← BACK

Substring With Concatenation Of All Words

You are given a string s, and an array of strings words. All the strings of words are of the same length

A concatenated substring in s is a substring that contains all the strings of any permutation of words concatenated. Essentially, if all the words in words appear exactly once consecutively, then the substring is a concatenated substring.

Return the starting indices of the concatenated substrings in s. You can return the answer in any order.

Examples

Input:s = "barfoothefoobarman", words = ["foo, bar"] –> [0, 9]
Input: s = "wordgoodgoodgoodbestword", words = ["word", "good", "best", "word"] –> []

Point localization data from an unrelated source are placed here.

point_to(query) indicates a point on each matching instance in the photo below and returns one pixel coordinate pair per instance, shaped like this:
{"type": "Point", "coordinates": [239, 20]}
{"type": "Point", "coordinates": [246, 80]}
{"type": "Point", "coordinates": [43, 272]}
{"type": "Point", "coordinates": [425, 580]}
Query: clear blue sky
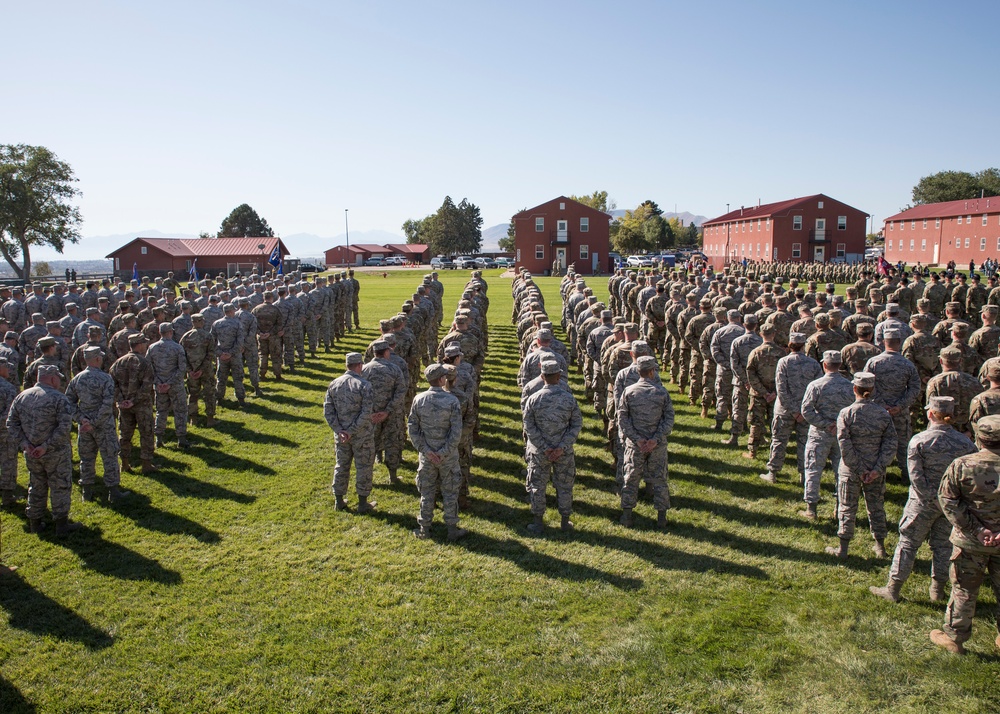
{"type": "Point", "coordinates": [174, 113]}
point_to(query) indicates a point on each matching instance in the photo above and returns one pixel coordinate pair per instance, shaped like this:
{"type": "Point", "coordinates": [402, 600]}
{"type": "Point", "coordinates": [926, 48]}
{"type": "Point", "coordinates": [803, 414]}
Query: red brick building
{"type": "Point", "coordinates": [158, 256]}
{"type": "Point", "coordinates": [935, 233]}
{"type": "Point", "coordinates": [812, 228]}
{"type": "Point", "coordinates": [562, 230]}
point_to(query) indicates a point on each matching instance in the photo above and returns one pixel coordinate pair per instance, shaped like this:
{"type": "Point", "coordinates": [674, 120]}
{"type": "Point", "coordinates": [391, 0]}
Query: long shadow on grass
{"type": "Point", "coordinates": [115, 560]}
{"type": "Point", "coordinates": [32, 611]}
{"type": "Point", "coordinates": [141, 511]}
{"type": "Point", "coordinates": [12, 701]}
{"type": "Point", "coordinates": [185, 486]}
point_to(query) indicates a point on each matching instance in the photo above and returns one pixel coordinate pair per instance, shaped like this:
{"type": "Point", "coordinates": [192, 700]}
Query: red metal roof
{"type": "Point", "coordinates": [947, 209]}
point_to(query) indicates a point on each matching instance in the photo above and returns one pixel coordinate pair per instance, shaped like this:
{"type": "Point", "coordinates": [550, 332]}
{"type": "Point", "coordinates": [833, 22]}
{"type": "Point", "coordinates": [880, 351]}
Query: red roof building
{"type": "Point", "coordinates": [158, 256]}
{"type": "Point", "coordinates": [812, 228]}
{"type": "Point", "coordinates": [936, 233]}
{"type": "Point", "coordinates": [562, 232]}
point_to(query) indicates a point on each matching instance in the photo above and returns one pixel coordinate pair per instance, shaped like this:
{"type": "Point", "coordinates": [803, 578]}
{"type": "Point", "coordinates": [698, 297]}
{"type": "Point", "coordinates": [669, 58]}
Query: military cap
{"type": "Point", "coordinates": [865, 380]}
{"type": "Point", "coordinates": [48, 370]}
{"type": "Point", "coordinates": [941, 405]}
{"type": "Point", "coordinates": [434, 371]}
{"type": "Point", "coordinates": [988, 428]}
{"type": "Point", "coordinates": [645, 363]}
{"type": "Point", "coordinates": [550, 366]}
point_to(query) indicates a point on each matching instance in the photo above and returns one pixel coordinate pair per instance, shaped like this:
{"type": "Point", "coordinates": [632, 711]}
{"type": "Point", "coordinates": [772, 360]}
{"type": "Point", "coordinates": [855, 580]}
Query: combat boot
{"type": "Point", "coordinates": [64, 526]}
{"type": "Point", "coordinates": [840, 552]}
{"type": "Point", "coordinates": [117, 493]}
{"type": "Point", "coordinates": [890, 592]}
{"type": "Point", "coordinates": [941, 639]}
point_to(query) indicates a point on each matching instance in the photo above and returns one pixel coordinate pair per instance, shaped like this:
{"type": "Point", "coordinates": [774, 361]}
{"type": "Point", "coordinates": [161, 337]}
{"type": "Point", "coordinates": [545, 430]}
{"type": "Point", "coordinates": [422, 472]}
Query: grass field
{"type": "Point", "coordinates": [228, 582]}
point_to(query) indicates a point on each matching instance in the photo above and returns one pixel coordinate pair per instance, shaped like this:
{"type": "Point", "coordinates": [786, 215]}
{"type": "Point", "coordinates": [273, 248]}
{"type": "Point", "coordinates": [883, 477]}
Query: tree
{"type": "Point", "coordinates": [454, 229]}
{"type": "Point", "coordinates": [244, 221]}
{"type": "Point", "coordinates": [36, 191]}
{"type": "Point", "coordinates": [956, 186]}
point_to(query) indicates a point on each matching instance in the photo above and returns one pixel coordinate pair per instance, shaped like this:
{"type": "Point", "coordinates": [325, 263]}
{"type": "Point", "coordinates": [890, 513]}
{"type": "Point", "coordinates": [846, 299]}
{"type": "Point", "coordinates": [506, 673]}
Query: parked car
{"type": "Point", "coordinates": [442, 263]}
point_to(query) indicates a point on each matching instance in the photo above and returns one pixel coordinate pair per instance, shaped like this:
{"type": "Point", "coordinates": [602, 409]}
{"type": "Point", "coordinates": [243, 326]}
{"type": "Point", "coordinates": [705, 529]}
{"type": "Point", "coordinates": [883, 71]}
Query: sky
{"type": "Point", "coordinates": [171, 114]}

Solution 1: Brute Force Hashmap Comparison

Let the size of s be n, let the number of elements in words be m, let the length of a word in words be w. It follows that every concatenated substring will have length m * w. We can brute force a solution as follows:

load all words into a hashmap total
For each length m * w substring of s, split into length w pieces, add the pieces to a new hashmap prospect and check prospect == total
Return a vector of all the indices where step 2 is true. Putting these steps into code, we get this solution:

class Solution{
public:
	vector<int> findSubstring(string s, vector<string>& words){
		vector<int> res;
		if(words.size() == 0) return res;
		unordered_map<string, int> total;
		for(string& word: words){
			total[word]++;
		}
		int m = words.size();
		int w = words[0].size();
		for(int i = 0; i < s.size() - (m*w) + 1; ++i){
			unordered_map<string, int> prospect;
			int j = i;
			while(j < i + (m*w)){
				string word = s.substr(j, w);
				prospect[word] += 1;
				j+= w;
			}
			if(prospect == total) res.push_back(i);
		}
		return res;
	}
};

Runtime Analysis:

Building total: O(1) * m = O(m)
Building prospect and comparing with total: O(m*w) (There are (m*w) characters in both maps)
Iterating through s: O(n) Total Runtime: O(m) + O(n * m * w) = O(n * m* w)

Space Analysis:

total: O(m*w)
prospect: O(m*w) (n times) Space complexity is also O(m*n*w)

Both space and time are cubic: can we do better? Looking at this solution, we do a lot of duplicate comparisons. if we create a map prospect and check all the internals against total, then discard it, we waste a lot of comparisons that we could have saved for future iterations…

Solution 2: Sliding Window Hashmap Comparison

We can use a sliding window approach to avoid duplicate comparisons. As before, let the size of s be n, let the number of elements in words be m, let the length of a word in words be w. Because hashmaps can only be recycled when the next hashmap begins a multiple of w away, we will need an outer loop of size n. Our solution has three steps:

Create a hashmap (total) of all strings in words, with higher values corresponding to more occurrences
Loop through all possible remainders (mod w). In each iteration:
1. create a new hashmap prospect, and a new string t
2. Create a loop of length n to loop through the characters in s. In each iteration:
  1. increment t until it is length w, then add t to prospect
  2. when your window size has reached the size of a concatenated string, check whether prospect == total. If it does, save the start of the window.
return the list of valid starting indices

Coding this up:

class Solution{
public:
	vector<int> findSubstring(string s, vector<string>& words){
		int n = s.size();
		int m = words.size(), w = words[0].size();
		unordered_map<string, int> total;
		
		for(string& word : words){
			total[word]++;
		}
		
		vector<int> res;
		for(int i = 0; i < w; i++){
			unordered_map<string, int> prospect;
			string t = "";
			for(int j = i, k = i; k < n; k++){
				t += s[k];
				if(t.size() == w){
					prospect[t]++;
					t = "";
				}
				if(k-j+1 == m*w){
					if(prospect == total)res.push_back(j);
					string remove = s.substr(j, w);
					if(prospect[remove] > 1) prospect[remove]--;
					else prospect.erase(remove);
					j+=w;
				}
			}
		}
		return res;
	}
};